In the case presented here, retrospective sequencing of a biopsy of the right mandible 9 years before osteosarcoma development on the contralateral side, identified the p.V173G TP53 mutation with a high allelic frequency of 86%. Given the monoallelic nature of the germ line mutation found, this indicates a loss of the wild-type allele (LOH) and thus complete inactivation of TP53. Fortunately, the COD on the right side still remains stable 12 years after the initial biopsy and does not display any signs of dynamics in size or clinical symptoms. Nevertheless, the last biopsy 3 years ago confirmed cellular atypia in the spindle cell component similar to the first biopsy and a lack of maturation, underlining the need for a continuous and thorough monitoring of the COD.

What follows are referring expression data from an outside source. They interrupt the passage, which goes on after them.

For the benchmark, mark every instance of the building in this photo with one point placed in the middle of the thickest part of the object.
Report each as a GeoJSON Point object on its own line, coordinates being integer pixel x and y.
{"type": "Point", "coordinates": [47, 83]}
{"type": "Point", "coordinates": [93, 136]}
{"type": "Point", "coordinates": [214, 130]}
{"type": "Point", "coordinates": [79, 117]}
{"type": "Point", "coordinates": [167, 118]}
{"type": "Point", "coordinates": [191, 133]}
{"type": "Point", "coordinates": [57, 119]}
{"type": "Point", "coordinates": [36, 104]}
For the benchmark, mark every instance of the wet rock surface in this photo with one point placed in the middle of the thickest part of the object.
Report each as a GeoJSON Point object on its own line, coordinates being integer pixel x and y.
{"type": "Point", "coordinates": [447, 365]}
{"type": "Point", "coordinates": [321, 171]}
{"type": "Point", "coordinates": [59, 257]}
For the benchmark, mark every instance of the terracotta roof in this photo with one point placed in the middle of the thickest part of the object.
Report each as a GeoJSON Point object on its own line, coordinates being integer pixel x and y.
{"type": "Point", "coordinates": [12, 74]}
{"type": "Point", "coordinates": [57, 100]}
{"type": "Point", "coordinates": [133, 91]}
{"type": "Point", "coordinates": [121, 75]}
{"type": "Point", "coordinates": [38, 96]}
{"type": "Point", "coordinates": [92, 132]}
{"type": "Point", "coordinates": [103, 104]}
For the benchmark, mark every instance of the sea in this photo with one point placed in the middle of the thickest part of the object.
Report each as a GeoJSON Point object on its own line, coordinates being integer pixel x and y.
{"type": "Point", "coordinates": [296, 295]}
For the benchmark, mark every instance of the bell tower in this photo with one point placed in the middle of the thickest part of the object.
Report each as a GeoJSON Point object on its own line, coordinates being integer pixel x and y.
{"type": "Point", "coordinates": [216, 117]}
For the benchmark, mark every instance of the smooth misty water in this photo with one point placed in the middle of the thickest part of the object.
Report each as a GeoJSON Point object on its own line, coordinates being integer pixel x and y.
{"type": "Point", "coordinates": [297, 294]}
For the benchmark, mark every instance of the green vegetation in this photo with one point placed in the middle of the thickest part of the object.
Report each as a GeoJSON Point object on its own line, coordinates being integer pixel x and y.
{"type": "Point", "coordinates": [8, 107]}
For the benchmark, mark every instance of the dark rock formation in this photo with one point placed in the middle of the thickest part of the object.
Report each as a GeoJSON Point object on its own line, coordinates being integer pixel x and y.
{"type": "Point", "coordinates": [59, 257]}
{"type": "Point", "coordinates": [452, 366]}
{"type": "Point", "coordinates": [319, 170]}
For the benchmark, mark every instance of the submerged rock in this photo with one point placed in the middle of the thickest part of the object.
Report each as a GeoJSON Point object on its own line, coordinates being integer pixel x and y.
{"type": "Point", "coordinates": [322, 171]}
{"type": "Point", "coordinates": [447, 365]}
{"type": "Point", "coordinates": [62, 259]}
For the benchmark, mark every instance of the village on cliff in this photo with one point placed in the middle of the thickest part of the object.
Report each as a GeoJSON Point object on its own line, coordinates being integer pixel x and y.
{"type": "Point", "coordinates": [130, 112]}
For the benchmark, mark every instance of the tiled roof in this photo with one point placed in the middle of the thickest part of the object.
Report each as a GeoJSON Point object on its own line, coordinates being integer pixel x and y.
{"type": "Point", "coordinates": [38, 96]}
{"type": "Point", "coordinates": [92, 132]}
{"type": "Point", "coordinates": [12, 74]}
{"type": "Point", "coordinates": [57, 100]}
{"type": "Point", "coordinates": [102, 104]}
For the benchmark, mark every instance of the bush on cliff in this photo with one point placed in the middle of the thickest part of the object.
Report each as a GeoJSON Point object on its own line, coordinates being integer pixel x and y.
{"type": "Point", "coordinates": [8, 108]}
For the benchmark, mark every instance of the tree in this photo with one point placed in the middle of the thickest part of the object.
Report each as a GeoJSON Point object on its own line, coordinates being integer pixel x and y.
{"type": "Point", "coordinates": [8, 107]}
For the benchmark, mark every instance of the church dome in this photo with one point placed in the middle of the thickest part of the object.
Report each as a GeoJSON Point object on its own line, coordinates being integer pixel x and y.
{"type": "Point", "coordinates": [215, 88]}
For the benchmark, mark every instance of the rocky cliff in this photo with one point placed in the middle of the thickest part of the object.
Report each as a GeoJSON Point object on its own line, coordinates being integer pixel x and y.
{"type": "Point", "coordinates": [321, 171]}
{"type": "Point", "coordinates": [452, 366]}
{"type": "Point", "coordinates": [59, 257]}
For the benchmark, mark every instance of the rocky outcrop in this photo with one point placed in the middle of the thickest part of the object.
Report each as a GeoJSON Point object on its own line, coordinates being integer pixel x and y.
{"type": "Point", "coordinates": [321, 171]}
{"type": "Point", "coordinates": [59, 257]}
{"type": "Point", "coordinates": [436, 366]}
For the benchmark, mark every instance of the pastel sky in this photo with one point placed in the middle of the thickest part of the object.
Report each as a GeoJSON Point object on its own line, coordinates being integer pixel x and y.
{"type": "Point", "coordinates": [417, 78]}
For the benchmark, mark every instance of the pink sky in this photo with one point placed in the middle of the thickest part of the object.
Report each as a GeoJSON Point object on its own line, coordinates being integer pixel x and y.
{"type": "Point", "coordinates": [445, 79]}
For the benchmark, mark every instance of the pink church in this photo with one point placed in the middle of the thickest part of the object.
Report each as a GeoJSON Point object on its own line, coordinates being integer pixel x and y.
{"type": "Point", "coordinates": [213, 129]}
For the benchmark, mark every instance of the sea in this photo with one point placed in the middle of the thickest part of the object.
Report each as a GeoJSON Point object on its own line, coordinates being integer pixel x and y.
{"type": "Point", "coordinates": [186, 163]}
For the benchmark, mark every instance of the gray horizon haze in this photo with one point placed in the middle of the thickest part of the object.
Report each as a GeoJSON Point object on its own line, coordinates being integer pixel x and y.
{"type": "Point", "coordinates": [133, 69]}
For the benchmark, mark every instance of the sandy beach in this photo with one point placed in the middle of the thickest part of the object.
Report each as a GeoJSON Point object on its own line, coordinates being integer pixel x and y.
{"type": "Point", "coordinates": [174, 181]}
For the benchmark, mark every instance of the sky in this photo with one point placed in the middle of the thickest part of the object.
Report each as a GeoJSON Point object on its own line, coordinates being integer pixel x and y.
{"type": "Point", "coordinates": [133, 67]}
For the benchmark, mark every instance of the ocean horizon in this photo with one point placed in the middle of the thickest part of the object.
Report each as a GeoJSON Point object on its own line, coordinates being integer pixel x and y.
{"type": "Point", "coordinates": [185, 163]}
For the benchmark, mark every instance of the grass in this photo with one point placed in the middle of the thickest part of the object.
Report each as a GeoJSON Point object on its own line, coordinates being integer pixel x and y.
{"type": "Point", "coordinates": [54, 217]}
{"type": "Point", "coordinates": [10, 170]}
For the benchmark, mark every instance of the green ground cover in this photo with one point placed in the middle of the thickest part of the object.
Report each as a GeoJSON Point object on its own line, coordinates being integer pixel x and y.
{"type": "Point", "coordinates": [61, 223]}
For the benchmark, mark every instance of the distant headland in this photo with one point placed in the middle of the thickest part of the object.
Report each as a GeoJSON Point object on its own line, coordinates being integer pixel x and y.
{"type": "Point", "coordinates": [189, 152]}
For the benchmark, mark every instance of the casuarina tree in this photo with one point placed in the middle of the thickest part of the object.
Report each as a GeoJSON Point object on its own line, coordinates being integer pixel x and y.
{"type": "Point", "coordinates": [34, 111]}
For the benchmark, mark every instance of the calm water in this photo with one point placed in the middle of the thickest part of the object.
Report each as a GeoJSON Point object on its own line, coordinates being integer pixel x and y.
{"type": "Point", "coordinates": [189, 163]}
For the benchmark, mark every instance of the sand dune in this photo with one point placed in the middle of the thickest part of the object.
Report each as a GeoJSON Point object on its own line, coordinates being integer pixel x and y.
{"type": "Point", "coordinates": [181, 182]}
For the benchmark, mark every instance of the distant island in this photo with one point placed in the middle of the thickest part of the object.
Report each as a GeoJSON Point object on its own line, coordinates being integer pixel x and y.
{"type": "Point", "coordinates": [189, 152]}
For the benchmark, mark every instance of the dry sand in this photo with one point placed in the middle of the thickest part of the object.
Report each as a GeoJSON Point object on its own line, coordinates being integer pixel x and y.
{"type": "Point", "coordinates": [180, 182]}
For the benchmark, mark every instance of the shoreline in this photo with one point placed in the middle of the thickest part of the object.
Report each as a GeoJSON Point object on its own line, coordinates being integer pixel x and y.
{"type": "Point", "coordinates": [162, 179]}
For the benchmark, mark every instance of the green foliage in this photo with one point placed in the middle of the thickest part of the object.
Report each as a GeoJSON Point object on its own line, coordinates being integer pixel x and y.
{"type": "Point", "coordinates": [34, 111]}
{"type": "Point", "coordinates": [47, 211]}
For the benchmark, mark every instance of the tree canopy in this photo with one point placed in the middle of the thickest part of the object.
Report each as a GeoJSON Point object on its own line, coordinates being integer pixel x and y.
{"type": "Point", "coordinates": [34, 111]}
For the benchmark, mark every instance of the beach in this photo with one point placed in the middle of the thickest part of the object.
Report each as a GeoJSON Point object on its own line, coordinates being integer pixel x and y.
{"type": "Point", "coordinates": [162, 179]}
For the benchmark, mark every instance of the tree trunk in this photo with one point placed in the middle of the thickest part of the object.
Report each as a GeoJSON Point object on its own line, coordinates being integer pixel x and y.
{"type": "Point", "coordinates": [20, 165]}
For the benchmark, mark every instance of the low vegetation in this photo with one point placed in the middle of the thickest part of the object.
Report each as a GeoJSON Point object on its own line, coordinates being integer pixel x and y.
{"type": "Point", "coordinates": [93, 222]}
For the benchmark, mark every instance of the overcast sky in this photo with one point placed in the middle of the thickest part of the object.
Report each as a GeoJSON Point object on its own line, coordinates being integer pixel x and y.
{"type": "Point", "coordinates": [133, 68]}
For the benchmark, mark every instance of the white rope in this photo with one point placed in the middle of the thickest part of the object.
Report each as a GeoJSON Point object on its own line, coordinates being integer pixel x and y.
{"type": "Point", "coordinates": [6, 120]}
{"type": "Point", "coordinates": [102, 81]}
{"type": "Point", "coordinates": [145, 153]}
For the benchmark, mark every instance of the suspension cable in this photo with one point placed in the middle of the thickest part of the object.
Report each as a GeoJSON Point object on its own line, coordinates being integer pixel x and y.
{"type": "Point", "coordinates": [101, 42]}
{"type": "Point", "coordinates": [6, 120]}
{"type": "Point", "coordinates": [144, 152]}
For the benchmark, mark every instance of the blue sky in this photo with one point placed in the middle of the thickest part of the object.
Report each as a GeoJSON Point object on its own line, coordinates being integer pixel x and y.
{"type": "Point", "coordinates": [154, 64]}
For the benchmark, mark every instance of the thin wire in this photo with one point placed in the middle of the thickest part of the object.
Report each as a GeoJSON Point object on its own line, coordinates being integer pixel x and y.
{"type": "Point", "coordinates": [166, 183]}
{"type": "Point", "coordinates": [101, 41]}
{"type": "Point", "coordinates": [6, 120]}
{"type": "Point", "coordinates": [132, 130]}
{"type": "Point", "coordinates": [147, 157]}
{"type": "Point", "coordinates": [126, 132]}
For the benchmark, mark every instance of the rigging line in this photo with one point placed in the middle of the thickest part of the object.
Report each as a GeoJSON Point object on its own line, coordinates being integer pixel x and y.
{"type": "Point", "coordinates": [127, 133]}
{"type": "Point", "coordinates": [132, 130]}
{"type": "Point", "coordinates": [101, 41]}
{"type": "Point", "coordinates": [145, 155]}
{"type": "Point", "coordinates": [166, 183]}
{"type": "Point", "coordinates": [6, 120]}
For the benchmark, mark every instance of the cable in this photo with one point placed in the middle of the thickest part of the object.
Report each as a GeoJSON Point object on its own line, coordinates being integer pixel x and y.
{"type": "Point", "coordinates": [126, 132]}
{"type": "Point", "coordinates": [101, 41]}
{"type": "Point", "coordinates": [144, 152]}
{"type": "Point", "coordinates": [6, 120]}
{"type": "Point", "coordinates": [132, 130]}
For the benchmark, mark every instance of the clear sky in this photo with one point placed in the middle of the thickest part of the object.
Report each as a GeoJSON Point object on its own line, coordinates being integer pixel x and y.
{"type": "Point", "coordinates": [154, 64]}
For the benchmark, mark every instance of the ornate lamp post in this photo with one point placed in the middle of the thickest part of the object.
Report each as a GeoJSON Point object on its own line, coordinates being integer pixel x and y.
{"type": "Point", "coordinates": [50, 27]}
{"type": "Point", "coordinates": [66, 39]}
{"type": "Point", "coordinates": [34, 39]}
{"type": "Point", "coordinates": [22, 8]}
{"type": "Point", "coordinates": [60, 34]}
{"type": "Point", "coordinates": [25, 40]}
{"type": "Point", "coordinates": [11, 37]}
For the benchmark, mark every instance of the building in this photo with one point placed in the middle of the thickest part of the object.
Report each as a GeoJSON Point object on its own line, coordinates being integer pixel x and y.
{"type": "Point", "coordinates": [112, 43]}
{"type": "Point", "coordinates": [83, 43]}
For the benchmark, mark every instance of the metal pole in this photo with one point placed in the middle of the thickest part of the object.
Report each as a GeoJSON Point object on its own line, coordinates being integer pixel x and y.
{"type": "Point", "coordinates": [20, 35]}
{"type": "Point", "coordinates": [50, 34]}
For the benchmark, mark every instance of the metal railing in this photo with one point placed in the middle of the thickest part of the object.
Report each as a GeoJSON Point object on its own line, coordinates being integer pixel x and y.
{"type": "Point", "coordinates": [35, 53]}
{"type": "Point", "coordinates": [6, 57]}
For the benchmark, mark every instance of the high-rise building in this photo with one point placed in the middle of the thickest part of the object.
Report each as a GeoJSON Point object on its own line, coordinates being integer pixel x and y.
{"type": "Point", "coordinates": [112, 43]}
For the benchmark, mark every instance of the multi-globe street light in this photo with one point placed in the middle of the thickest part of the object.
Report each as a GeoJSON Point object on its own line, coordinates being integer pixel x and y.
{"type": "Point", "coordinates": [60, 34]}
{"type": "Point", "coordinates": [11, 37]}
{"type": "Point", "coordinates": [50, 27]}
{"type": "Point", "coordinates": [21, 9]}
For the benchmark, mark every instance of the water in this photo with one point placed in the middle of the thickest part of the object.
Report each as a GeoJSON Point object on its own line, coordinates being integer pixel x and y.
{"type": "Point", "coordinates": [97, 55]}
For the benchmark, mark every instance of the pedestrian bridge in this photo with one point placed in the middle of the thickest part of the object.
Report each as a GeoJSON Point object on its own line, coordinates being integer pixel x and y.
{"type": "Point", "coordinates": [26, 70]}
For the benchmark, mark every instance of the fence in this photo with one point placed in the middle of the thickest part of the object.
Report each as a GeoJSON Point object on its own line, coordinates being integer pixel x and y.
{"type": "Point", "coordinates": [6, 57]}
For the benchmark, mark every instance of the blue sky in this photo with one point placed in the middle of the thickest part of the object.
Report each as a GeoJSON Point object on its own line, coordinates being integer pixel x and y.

Florid COD and Li–Fraumeni syndrome are both rare conditions and to the best of our knowledge, this is the first reported case of a patient suffering from both. The rarity of this co-incidence strongly argues against a causative relation but it may be speculated that both conditions combined generated a particularly dangerous environment for tumor development. LFS is well known for its increased risk of osteosarcoma and there are few case reports describing tumor development in the context of florid COD [11,12,13,14].

To conclude, we present a unique and first case of osteosarcoma development in a patient with Li–Fraumeni syndrome and florid cemento-osseous dysplasia. Although COD generally does not require close monitoring, a closer surveillance should be considered in patients with concomitant tumor predisposition syndromes.